In that timeline, Gomez said the Hollister City Council unanimously adopted a resolution in April 2015 to approve the prezone application of more than 31 acres, essentially initiating the annexation process. Gomez noted Mayor Velazquez’s vote to support the resolution at the time.
Gomez said the planned development was an infill project with the Highway 25 bypass in place and that the area was marked for new homes in the city’s general plan since at least 1995.
Velazquez responded after public comment, saying that Gomez is now a lobbyist for the developer. He also called the annexation a major mistake.
“I’m not against growth,” he said. “I’m actually pro growth. The problem is I’m 100 percent against stupid growth.”
Gomez told BenitoLink on Jan. 16 that he was hired by the property owners to navigate the project through the entitlement process to get a tentative map approved. Once the map has been approved, owners can sell the property to a developer or complete the project themselves, he said.

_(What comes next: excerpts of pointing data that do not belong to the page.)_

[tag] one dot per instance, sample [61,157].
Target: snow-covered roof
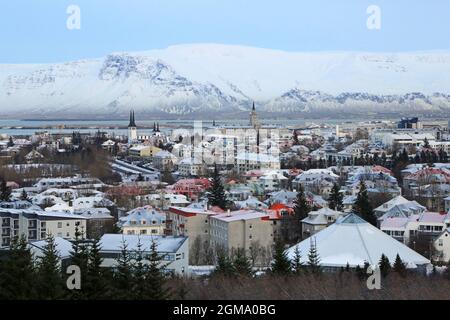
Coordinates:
[240,215]
[354,241]
[114,242]
[143,216]
[63,247]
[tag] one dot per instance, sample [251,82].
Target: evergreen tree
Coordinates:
[336,197]
[24,195]
[313,258]
[51,284]
[216,193]
[363,207]
[17,273]
[139,286]
[10,142]
[79,256]
[385,265]
[5,191]
[242,265]
[296,264]
[155,277]
[96,284]
[301,210]
[224,265]
[399,266]
[123,275]
[280,264]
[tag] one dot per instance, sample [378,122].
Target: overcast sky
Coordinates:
[36,31]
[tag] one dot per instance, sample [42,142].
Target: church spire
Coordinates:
[132,122]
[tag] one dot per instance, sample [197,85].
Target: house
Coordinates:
[251,203]
[143,151]
[442,245]
[190,167]
[247,161]
[318,220]
[164,160]
[62,246]
[428,225]
[273,180]
[35,224]
[144,220]
[33,157]
[353,241]
[241,229]
[98,221]
[190,222]
[398,206]
[429,185]
[173,250]
[318,181]
[191,188]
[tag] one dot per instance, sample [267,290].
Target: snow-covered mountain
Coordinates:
[198,80]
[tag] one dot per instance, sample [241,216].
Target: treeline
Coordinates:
[138,274]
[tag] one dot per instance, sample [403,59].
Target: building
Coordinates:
[241,229]
[442,246]
[189,222]
[145,220]
[247,161]
[164,160]
[132,128]
[173,250]
[37,224]
[424,225]
[143,151]
[353,241]
[318,220]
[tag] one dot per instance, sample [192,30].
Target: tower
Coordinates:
[132,130]
[254,122]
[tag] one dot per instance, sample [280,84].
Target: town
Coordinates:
[147,210]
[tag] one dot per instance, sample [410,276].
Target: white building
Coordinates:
[174,250]
[353,241]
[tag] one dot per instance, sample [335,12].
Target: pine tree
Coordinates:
[5,191]
[123,275]
[24,195]
[224,265]
[385,265]
[10,142]
[297,264]
[301,210]
[336,197]
[155,277]
[18,273]
[313,258]
[216,193]
[241,264]
[399,266]
[96,284]
[139,273]
[280,264]
[363,207]
[51,284]
[79,256]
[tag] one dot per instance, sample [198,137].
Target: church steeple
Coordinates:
[132,123]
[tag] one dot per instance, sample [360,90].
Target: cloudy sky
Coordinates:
[36,31]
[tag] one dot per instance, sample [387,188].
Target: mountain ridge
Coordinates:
[185,80]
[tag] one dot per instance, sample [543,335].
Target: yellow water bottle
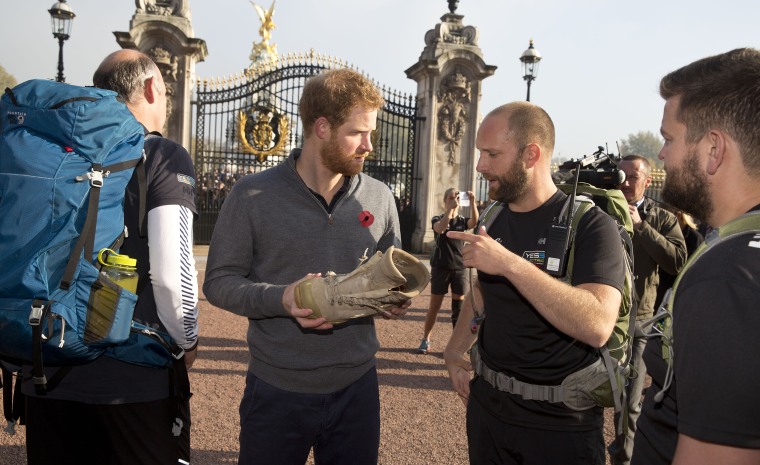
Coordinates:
[121,269]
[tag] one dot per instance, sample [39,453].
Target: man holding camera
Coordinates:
[658,244]
[446,268]
[538,329]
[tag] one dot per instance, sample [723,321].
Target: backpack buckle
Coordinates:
[35,316]
[95,177]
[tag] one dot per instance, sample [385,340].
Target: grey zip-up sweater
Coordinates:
[271,232]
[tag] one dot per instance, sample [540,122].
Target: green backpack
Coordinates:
[602,383]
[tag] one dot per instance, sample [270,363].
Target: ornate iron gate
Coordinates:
[248,123]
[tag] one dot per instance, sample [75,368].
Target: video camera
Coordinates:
[599,169]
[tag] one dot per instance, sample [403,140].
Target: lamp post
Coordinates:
[61,18]
[530,59]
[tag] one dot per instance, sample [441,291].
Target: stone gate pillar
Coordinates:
[449,75]
[163,30]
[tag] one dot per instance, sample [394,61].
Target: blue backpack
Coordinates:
[66,156]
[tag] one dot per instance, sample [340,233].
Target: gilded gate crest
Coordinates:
[263,131]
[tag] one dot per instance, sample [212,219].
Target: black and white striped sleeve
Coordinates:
[173,273]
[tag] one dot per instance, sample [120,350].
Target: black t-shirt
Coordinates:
[713,396]
[451,249]
[517,340]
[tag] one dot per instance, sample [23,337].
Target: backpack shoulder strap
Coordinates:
[749,222]
[582,205]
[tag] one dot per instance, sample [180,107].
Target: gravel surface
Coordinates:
[422,419]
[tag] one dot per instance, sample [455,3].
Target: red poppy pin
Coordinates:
[366,218]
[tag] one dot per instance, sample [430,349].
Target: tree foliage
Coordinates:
[644,143]
[6,80]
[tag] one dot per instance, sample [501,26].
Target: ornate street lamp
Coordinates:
[61,18]
[530,59]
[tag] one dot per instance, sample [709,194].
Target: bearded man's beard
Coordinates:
[686,188]
[337,160]
[512,185]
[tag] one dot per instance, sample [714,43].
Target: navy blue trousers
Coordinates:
[281,427]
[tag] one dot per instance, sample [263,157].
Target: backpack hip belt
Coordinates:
[579,390]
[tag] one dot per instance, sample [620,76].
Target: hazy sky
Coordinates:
[602,59]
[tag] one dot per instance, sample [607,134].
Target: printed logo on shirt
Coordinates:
[536,257]
[185,179]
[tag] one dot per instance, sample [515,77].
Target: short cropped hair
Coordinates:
[720,92]
[528,124]
[333,94]
[126,77]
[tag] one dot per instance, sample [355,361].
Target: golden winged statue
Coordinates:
[267,23]
[264,51]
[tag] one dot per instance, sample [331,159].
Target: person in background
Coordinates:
[693,239]
[658,245]
[705,409]
[446,268]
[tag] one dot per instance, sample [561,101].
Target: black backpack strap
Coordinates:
[86,239]
[14,400]
[11,96]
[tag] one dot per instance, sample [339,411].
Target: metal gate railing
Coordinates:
[249,122]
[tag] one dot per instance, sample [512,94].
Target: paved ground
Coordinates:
[422,418]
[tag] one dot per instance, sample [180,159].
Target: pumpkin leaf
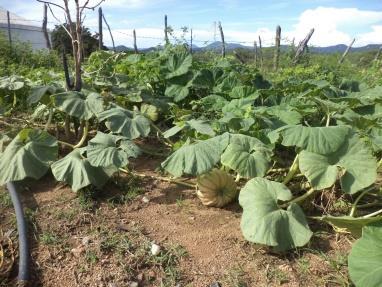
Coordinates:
[248,156]
[353,225]
[196,158]
[322,140]
[365,258]
[78,105]
[29,154]
[76,170]
[122,121]
[264,222]
[178,64]
[110,150]
[354,158]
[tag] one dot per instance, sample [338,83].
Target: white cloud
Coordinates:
[330,22]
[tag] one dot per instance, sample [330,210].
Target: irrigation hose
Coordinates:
[23,276]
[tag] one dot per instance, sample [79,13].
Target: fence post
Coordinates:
[111,34]
[260,53]
[346,52]
[255,52]
[222,39]
[44,27]
[378,54]
[277,46]
[9,30]
[135,42]
[302,46]
[165,30]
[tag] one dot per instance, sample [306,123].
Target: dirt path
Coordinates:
[76,242]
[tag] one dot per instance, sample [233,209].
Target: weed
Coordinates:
[49,238]
[5,199]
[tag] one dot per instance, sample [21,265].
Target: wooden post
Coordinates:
[378,54]
[240,58]
[302,46]
[255,52]
[100,39]
[277,46]
[260,53]
[222,39]
[9,30]
[111,34]
[135,42]
[165,30]
[346,52]
[44,27]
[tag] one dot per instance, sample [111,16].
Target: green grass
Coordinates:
[49,238]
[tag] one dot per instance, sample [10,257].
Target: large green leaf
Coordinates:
[75,170]
[201,126]
[248,156]
[125,122]
[42,94]
[203,79]
[178,64]
[322,140]
[78,105]
[359,167]
[196,158]
[178,92]
[28,155]
[243,92]
[365,258]
[353,225]
[110,150]
[264,222]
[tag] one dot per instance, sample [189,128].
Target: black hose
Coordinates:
[22,230]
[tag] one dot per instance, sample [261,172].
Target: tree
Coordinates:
[61,39]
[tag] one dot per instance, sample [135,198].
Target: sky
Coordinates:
[334,21]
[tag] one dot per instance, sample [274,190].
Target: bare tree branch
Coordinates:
[51,3]
[92,7]
[58,20]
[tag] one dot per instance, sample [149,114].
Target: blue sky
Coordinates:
[336,22]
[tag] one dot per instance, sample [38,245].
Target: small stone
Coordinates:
[77,251]
[86,240]
[155,249]
[140,277]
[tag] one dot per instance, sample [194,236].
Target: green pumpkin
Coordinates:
[216,188]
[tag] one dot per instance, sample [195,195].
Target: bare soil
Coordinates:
[106,242]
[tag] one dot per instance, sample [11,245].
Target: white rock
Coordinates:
[155,249]
[86,240]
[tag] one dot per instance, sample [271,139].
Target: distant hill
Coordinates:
[232,46]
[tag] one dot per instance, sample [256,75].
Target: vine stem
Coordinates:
[328,120]
[50,117]
[372,214]
[66,144]
[292,171]
[354,205]
[301,198]
[380,163]
[168,141]
[84,136]
[159,178]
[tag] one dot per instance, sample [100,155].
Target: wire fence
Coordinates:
[177,35]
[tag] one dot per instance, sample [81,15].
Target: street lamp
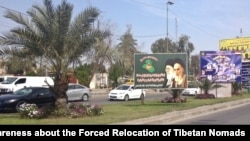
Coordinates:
[168,3]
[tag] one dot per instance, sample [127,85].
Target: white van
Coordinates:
[13,83]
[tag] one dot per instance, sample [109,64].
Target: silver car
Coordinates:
[78,92]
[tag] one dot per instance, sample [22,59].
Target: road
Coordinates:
[238,115]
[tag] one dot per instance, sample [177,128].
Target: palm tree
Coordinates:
[50,33]
[127,48]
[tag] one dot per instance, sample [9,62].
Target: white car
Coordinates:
[193,89]
[126,92]
[78,92]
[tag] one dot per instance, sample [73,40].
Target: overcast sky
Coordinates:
[204,21]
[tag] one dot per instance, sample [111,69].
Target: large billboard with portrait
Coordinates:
[160,70]
[240,44]
[221,66]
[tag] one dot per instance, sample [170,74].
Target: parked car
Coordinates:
[193,89]
[126,92]
[41,96]
[78,92]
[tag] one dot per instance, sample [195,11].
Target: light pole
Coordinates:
[168,3]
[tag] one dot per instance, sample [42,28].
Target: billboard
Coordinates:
[236,44]
[221,66]
[160,70]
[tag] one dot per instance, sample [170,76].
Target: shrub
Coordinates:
[76,110]
[30,111]
[73,110]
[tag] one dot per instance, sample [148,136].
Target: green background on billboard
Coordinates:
[158,63]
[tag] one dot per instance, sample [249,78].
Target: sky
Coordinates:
[206,22]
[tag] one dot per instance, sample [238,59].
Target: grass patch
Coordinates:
[126,111]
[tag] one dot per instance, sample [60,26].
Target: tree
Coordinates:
[115,71]
[127,48]
[50,34]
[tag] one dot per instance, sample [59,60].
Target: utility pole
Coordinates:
[168,3]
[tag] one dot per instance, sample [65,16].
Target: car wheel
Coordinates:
[126,98]
[19,104]
[85,97]
[142,96]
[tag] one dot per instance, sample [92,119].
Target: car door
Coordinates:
[42,96]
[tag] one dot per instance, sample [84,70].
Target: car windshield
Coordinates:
[23,91]
[9,80]
[122,87]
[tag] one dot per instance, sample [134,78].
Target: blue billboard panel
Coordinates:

Resident Richard Ferreira said all the acreage included in the increase of the sphere of influence should also be annexed because the city is not growing fast enough. He said the city needs to catch up from the the eight-year building moratorium that took place in the early 2000s that stopped commercial and residential growth.
“Commercial developers continue to tell us they don’t come here because we don’t have enough rooftops,” Ferreira said. He added that the city cannot survive only on impact fees, and that sales tax revenues are needed.
Bettencourt, the citizen representative on the LAFCO board, said he questioned staff with the same concerns that residents brought up. He said if they stop growth within the Hollister sphere of influence, it will take place elsewhere in the county, which he believes is a bad option. For that reason, he supported the annexation.
Commissioner De La Cruz said he opposed the annexation because of concerns from the neighboring community and because the Maple Park project created traffic and quality of life issues for those residents.
Velazquez made the first motion to deny the annexation, but failed on a 2-3 vote with De La Cruz being the other yes.